I'm torn. My head says yes, but Carmack and his revolutionary 3D tech milestones (of which Quake II was definitely one of them) are deffo tech worthy, and the fact that 90's shooters are unbelievably successful at the moment does make for an industry-defining trend right now.
News about games that are accepted by the tech community as technologically significant may belong, dependent on what the news are.
This specific news I honestly don't think fits that well here, but it's good news, and it's not like it's pushing out a lot of better contributions, so it's close enough to being related to keep.
Wow, quite an update!
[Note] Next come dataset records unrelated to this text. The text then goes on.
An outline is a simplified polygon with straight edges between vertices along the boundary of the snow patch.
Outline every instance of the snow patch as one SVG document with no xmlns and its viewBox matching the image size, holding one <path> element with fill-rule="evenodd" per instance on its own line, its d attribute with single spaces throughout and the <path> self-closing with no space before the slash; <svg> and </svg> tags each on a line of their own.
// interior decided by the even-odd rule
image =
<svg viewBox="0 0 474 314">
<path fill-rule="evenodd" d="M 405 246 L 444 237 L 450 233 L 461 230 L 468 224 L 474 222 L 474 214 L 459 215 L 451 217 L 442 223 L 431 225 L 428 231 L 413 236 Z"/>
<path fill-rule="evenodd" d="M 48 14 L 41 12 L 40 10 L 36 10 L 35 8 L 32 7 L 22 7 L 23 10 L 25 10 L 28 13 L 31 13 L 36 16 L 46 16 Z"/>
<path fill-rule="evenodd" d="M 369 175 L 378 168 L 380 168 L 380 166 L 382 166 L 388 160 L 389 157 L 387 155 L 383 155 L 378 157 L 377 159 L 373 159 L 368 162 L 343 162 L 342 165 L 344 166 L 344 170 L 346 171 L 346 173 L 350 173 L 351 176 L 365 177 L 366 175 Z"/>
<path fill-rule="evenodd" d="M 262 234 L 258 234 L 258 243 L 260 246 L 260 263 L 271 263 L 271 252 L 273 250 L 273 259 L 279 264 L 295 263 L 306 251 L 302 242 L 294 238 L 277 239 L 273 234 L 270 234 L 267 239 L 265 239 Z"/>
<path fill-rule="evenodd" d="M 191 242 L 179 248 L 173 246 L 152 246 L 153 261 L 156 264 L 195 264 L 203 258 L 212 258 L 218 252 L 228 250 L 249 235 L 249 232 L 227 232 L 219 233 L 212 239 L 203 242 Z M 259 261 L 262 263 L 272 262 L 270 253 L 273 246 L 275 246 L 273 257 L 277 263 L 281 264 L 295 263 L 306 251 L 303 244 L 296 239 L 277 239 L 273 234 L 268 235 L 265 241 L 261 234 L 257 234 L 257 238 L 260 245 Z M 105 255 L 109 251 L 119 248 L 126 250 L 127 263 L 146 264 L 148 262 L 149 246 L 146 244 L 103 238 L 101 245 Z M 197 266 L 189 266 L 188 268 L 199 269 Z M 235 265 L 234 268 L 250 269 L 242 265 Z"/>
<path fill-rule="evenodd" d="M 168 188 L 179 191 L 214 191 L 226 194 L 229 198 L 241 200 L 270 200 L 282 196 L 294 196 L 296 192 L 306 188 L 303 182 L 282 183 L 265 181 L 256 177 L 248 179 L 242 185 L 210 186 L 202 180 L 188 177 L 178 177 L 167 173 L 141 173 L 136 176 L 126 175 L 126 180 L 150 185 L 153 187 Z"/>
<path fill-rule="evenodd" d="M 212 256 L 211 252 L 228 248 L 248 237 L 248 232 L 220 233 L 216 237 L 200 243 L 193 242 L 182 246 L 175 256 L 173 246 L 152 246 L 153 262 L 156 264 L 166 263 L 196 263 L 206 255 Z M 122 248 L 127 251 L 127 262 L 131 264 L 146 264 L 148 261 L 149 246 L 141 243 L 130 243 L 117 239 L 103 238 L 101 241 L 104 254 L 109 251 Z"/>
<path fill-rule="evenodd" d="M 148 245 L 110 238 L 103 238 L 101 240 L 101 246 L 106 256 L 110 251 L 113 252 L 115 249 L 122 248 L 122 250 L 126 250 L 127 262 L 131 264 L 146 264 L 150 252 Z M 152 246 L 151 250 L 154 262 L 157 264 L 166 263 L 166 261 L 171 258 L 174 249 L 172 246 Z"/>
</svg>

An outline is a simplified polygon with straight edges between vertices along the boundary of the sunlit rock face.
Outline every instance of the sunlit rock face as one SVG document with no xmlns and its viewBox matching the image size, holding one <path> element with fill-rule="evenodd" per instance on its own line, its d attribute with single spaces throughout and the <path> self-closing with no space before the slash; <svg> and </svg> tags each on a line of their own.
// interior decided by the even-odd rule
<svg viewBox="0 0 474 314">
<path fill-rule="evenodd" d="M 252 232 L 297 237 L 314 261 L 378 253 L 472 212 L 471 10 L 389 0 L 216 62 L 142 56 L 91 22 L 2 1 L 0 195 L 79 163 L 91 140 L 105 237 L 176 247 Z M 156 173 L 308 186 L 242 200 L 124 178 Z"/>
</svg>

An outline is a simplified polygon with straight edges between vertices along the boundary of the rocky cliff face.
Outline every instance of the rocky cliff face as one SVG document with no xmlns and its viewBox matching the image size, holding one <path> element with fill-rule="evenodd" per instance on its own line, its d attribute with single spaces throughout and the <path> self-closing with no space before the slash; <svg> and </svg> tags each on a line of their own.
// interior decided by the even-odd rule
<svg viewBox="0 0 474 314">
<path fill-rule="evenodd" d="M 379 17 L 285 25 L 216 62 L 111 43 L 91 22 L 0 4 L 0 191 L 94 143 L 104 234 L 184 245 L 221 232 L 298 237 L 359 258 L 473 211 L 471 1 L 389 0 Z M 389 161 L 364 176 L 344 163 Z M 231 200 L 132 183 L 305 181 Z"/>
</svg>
I bought Quake II on Steam a long time ago and I like that this update was free - they could have squeezed a few dollars out of me, but I'm glad they didnt make me but it a second time.
(Or actually a third time since I still have the original I got in the nineties. Come to think about it, I dont remember if I actually bought it on Steam or if I just entered some code from the original CD.)
An RTX version of Quake II was released on Steam a couple of years ago, but I tried it, and it does not seem to work with this new enhanced edition, which is a bit of a bummer.
It adhered tightly to 60 fps at max settings and 4K on my PC gaming rig (AMD Ryzen 9 5900X, Nvidia GeForce RTX 3080, 32GB of RAM).
Since my desktop monitors are only 60 Hz, I briefly played it on the same system connected to my LG C1 TV and found that it didn't have any problem maintaining 120 fps at that resolution either.
But I played enough both then and now to know nothing at all has changed on the gameplay front, and that's a good thing because it's a very tight first-person shooter.
I had a little trouble finding lag-free online multiplayer matches; some were unplayable, even though the ping in the server list was fine.
There are some extras like achievements, concept art, and so on, but there's no big progression system metagame to tie all your multiplayer matches together like you see in modern online shooters.